Al pasar por el pueblo de Luruaco, los legendarios vendedores de comida típica lo aclamaron levantando una arepa de huevo frente al vidrio del carro, como si se tratara de un trofeo. Lo vi sonreír por primera vez, hizo detener la marcha, recibió la arepa —que chorreaba manteca por los cuatro costados— y se dispuso a pagarla. Se negaron a recibirle el dinero. Era uno de los suyos el que regresaba triunfador. Otro náufrago de la vida que se agarró a trompadas con ella. Me imagino que en ese momento debió recordar la olla de aluminio desportillado en que vendía pedazos de bocachico antes de marcharse a Venezuela. 

“Cien años de soledad”
En un país que se había acostumbrado a perder, Pambelé regresó el domingo como un héroe nacional. Lo esperaban cadenetas de papel en las calles, música en cada esquina y, entre la muchedumbre, medio ciento de primos, sobrinos y cuñados. Su hermana, que hasta esa noche vendía frutas en la playa, estaba engalanada con una pollera de bailadora de cumbia. Un periodista, acabado de desempacar de Bogotá, le preguntó su opinión sobre Cien años de soledad.
—¿Qué es eso? —reviró el boxeador, a la defensiva.
—La gran novela de García Márquez que ha estremecido al mundo —le explicó el reportero.
‘El champion’ lo miró a la cara. Sus ojos estaban fijos en él. Lo pensó con calma. Al fin le dijo:
—Vea, amigo: no sé de qué me está hablando. Yo a duras penas aprendí a leer mi nombre. No voy a engañarlo a usted diciéndole pendejadas sobre lo que no conozco.

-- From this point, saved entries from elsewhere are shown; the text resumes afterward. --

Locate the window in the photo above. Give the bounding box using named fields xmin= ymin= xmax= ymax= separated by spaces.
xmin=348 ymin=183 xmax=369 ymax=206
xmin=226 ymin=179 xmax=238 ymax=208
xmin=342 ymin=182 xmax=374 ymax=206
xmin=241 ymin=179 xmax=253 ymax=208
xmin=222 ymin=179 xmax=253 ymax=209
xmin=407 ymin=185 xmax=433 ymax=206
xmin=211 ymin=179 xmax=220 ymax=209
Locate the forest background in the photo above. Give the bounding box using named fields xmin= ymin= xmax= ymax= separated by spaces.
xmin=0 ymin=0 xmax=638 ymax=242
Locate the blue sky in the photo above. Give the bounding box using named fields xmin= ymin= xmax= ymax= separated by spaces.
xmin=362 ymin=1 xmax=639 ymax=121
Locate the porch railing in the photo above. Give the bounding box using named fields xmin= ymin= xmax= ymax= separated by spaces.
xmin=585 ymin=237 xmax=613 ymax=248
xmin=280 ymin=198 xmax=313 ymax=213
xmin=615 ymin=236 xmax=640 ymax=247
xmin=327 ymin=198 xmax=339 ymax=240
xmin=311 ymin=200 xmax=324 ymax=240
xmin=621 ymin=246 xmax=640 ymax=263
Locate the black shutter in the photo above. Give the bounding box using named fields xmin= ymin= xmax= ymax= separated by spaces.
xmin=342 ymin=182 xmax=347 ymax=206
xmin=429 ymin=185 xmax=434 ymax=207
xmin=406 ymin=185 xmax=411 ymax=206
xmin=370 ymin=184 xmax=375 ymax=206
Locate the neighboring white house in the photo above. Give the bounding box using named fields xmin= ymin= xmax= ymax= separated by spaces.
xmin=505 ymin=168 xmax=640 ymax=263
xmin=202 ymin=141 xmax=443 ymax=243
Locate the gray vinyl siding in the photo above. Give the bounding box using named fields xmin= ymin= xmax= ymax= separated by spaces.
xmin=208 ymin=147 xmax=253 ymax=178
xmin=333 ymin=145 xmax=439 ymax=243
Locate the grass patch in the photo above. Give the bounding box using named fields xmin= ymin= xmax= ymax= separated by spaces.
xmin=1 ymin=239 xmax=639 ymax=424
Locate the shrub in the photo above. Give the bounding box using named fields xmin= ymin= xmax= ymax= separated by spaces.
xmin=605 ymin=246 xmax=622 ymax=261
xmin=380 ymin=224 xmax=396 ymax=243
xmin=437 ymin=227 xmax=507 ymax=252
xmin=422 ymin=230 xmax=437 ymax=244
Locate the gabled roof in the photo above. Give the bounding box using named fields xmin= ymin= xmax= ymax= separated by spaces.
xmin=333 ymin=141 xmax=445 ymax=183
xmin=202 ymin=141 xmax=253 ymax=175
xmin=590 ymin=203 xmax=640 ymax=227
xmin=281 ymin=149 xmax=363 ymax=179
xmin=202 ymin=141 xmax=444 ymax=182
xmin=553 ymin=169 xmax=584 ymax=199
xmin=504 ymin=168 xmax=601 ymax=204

Me quedé con la boca abierta. Ya no tuve dudas: se trataba de un hombre excepcional. Era el primer colombiano que no se las daba de erudito ni posaba de sabihondo para descrestar a los demás, y que tenía la honradez de reconocer su ignorancia. Me enorgullece decir que, once años después, en Estocolmo, yo también estaba en primera fila el día en que García Márquez se convirtió en el Pambelé de la literatura. Pero ya Pambelé había logrado convertirse, mucho antes, en el García Márquez del boxeo.  
Lo demás es historia, la dolorosa historia del ídolo que se derrumbó sobre sus propios pies. Si existe alguna forma de resumir en cuatro letras la tragedia griega de la vida de Pambelé, es esta: me encontré con su hermana la semana pasada. Volvió a vender frutas en la playa.